Tom Hardy e il simbionte alieno deludono le aspettative. Lo script è dozzinale e qualche sparuta trovata ironica non basta a sollevarne le sorti

4 Ottobre 2018
1,5/5
Venom
Venom

Eddie Brock è un reporter d’assalto. Mosso da un’etica incorruttibile, perde il lavoro (e la fidanzata Anne) dopo un’intervista tutt’altro che accomodante con Carlton Drake, giovanissimo magnate della Life Foundation, struttura all’avanguardia nella ricerca scientifica, da poco impegnata anche nelle esplorazioni spaziali per scovare nuove forme di vita e garantire miglioramenti per l’esistenza umana.

Proprio l’ultima spedizione riporta sulla Terra alcuni esemplari di simbionti, amorfi parassiti alieni.
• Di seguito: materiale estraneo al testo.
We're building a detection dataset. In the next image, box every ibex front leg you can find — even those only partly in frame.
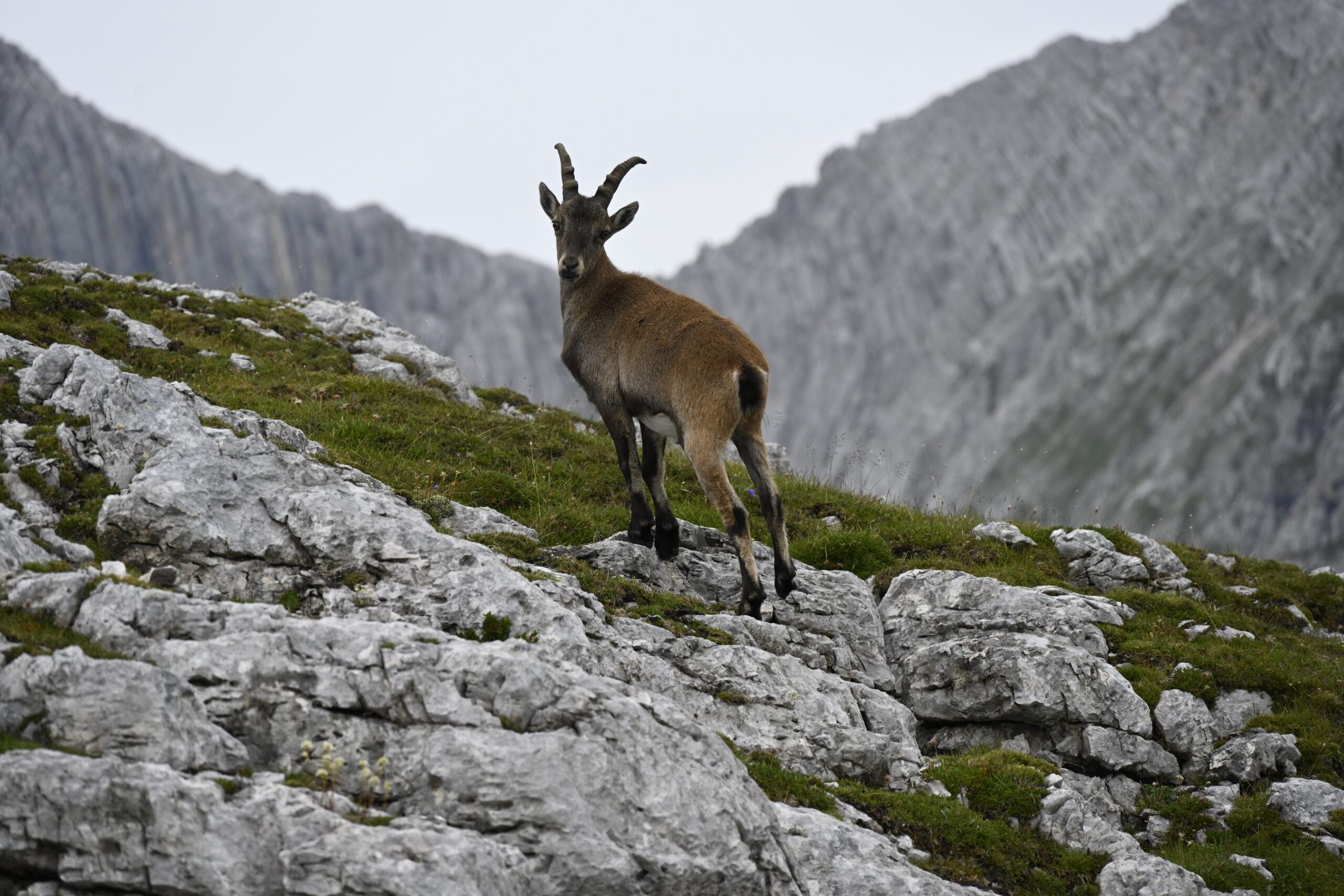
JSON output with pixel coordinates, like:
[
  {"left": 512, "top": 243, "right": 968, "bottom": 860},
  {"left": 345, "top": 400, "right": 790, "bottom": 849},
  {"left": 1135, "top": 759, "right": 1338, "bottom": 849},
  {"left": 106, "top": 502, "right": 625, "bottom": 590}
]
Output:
[
  {"left": 686, "top": 438, "right": 765, "bottom": 619},
  {"left": 640, "top": 423, "right": 681, "bottom": 560},
  {"left": 601, "top": 408, "right": 653, "bottom": 548}
]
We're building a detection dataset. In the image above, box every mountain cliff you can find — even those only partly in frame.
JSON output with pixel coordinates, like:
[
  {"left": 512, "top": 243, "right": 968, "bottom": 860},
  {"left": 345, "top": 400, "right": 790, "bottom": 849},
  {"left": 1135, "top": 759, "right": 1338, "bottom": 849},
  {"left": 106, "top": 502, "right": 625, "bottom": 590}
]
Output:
[
  {"left": 672, "top": 0, "right": 1344, "bottom": 564},
  {"left": 0, "top": 40, "right": 578, "bottom": 403},
  {"left": 0, "top": 0, "right": 1344, "bottom": 565}
]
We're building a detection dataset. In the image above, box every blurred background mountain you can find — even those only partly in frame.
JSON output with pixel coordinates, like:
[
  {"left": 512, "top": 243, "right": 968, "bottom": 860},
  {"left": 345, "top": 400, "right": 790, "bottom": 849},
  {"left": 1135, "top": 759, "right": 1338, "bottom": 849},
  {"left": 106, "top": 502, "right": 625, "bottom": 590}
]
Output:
[{"left": 0, "top": 0, "right": 1344, "bottom": 567}]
Uno di loro, Venom, finirà per impossessarsi del corpo di Eddie Brock.

C’era molta attesa intorno al primo comic-movie del nuovo Spider-Man Universe, quello che di fatto sancisce la collaborazione Marvel-Sony.

Attesa purtroppo mal ripagata: Venom – forse la nemesi più iconica nell’intero panorama legato alle vicende dell’Uomo Ragno – torna sullo schermo dopo l’apparizione in Spider-Man 3 di Sam Raimi (2007) da protagonista assoluto, in un film che ne racconta la genesi ma che, allo stesso tempo, finisce per fiaccarne qualsiasi ambizione in termini di suggestione e presa sullo spettatore.

Il lavoro di Ruben Fleischer, nulla più che un discreto mestierante, soffre pesantemente la carenza strutturale di uno script dozzinale, senza nessun tipo di approfondimento per quello che riguarda i personaggi secondari e sin troppo indeciso sul taglio da assegnare all’intera operazione.

Che soccombe, amorfa, quasi come i tanti ospiti umani con cui il simbionte entra in contatto senza trovare la perfetta simbiosi.

Non bastano Tom Hardy (sprecato oltre ogni limite), che nella versione italiana è doppiato da Adriano Giannini e l’effetto sembra quello di un novello Jack Torrance nuovamente “riposseduto”, né gli sparuti tentativi di sorprendere con qualche trovata di smaccata ironia (“qual è il piano, farmi morire di trekking?”), né la presenza di Michelle Williams (totalmente fuori contesto) e di Riz Ahmed, costretto alla caratterizzazione di un Carlton Drake (poi Riot…) privo di qualsiasi sfumatura, visionario senza scrupoli né morale, villain mai capace di “sedurre” come invece dovrebbe accadere anche in operazioni di questo tipo.

Chissà, a risollevare le sorti di questo nuovo franchise ci penserà forse Cletus Kasady (aka Carnage), spietato serial killer che Eddie Brock incontrerà a metà titoli di coda, interpretato da Woody Harrelson. 

Per il momento, invece, la delusione è tanta.